Pancake Power



Here I have the answer to your American pancake cravings on a Sunday morning; trust me, you’ll never look a normal pancake in the eye again. How do I know this will cure your cravings? Because I was, myself, seriously craving pancakes on the weekend. However, I didn’t want to go fully blown out and make a naughty 8 piece carb super-stack that would leave my belly looking like a pregnant pig so I decided to make these instead.

Similar to many recipes you’ve probably already seen using just banana and eggs, this recipe too uses these ingredients, but I only had 1 egg so I had to compromise, and luckily my compromise wasn’t so much of a compromise in the end.


Don’t get me wrong, I do like banana-egg pancakes but I find they don’t get much thickness too them, and therefore still leave me craving the real deal. With the addition of 1/2 scoop of vanilla protein powder, this recipe was transformed, to create fluffy, thick and delicious protein-packed pancakes.
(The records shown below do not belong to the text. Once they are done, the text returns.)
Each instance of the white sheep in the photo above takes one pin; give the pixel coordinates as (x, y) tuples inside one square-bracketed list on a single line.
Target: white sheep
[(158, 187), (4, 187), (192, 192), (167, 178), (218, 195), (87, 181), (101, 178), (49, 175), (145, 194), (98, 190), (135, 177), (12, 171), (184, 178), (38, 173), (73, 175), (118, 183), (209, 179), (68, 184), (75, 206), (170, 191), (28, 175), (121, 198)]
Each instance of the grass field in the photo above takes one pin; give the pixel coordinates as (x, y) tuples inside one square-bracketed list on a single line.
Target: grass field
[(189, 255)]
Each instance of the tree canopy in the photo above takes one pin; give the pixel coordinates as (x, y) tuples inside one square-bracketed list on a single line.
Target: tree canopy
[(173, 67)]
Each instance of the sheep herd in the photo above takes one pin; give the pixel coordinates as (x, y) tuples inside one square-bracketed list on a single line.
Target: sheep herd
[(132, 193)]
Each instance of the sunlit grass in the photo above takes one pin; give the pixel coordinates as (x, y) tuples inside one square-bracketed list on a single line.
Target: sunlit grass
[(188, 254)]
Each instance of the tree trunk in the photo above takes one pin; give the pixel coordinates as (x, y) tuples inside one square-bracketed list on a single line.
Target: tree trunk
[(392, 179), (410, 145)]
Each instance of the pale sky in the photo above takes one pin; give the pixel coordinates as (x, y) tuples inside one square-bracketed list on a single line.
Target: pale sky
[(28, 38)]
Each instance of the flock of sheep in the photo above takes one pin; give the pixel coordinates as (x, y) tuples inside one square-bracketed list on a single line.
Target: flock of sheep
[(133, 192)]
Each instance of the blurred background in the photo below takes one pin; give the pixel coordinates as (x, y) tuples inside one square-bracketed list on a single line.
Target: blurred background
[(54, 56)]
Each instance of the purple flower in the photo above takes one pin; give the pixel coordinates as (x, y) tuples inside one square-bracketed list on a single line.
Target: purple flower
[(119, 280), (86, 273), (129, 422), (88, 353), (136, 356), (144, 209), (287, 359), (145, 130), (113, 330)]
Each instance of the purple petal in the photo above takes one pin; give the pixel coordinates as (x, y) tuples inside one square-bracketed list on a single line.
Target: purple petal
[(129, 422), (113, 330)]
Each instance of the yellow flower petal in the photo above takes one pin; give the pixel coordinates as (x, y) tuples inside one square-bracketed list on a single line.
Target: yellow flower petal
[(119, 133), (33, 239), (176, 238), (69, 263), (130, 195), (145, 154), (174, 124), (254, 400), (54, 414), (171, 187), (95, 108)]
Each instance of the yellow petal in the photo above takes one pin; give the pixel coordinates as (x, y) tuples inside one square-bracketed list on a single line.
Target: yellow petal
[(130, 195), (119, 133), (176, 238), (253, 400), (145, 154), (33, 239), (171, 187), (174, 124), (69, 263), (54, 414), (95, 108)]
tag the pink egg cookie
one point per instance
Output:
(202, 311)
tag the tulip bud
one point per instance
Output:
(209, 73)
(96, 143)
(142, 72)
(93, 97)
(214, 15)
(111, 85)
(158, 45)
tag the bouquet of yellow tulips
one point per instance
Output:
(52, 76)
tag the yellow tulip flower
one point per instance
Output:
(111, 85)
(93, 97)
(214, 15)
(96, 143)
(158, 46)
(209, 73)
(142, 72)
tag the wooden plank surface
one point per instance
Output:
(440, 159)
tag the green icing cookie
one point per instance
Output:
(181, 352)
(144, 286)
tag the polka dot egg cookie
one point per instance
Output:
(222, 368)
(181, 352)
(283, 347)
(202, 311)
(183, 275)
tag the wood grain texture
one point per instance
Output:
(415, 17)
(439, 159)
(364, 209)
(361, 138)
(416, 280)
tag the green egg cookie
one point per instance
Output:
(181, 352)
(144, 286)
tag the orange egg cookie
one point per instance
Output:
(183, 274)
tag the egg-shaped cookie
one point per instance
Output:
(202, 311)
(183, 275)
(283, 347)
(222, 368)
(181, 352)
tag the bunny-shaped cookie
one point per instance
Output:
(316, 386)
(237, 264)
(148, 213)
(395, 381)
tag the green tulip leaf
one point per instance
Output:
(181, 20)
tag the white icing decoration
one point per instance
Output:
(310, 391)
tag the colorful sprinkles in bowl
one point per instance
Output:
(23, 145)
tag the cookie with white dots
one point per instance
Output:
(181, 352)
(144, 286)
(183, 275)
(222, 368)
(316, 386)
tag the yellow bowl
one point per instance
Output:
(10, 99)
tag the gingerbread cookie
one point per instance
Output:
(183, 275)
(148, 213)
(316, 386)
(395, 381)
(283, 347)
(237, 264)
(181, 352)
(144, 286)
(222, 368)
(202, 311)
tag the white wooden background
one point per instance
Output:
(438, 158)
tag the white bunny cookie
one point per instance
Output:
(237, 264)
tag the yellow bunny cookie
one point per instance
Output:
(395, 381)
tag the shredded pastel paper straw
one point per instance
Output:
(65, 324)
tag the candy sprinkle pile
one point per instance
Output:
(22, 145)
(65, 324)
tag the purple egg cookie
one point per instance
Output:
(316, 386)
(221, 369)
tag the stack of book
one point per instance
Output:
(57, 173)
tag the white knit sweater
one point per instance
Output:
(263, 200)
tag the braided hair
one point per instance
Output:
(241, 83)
This recipe is unfortunately not directly suitable for vegans although I’d love to hear about whether it works with an egg substitute, flax eggs maybe? It is however gluten-free, containing no flour and no refined-sugar either 🙂


Prep Time: 5 minutes

Cooking Time: 10 minutes

Fluffy, thick, and delicious pancakes – a perfect replacement for American-style pancakes. Rather than being high-carb, they’re high protein, always a win when it comes to breakfast. Again, this is a quick and foolproof recipe with very little ingredients!

Author: Goodness Grace

Recipe: Breakfast

Dietary Info: No Refined Sugar, Gluten-Free.

Makes: 6 small pancakes (the smaller you make them the easier to flip)


  • 1 banana
  • 1 egg
  • 1/2 scoop vanilla protein powder (I use MyProtein)
  • A dash of milk (I used almond milk)
  • 1/2 tsp cinnamon (optional)
  • Oil for frying (I use coconut oil spray)


  • Mash the banana in a medium sized mixing bowl until smooth with few lumps. I quite like it a little bit lumpy – up to you.
  • * TIP: I keep a load of bananas, peeled, in the freezer. When I need them for baking, I simply stick them under the grill for 5 mins before using them*.
  • Add egg and whisk it into the mashed banana. Then, add the protein powder and cinnamon, and mix to combine.



  • Heat a tiny amount of oil in a shallow frying pan on a medium-low heat, and then pour on a dessert spoon amount into the pan. Leave the mix to spill out into a naturally round shape.



  •  The pancake is ready to flip when you start to see bubbles appearing on the top, around 1 minute or so. Gently lift the edges, using a spatula (don’t use your fingers like me), to check the colour of the other side, then flip over when golden brown.



  • Let the other side colour, this usually takes half the amount of time as the first side.
  • Repeat the process until all the batter has been used.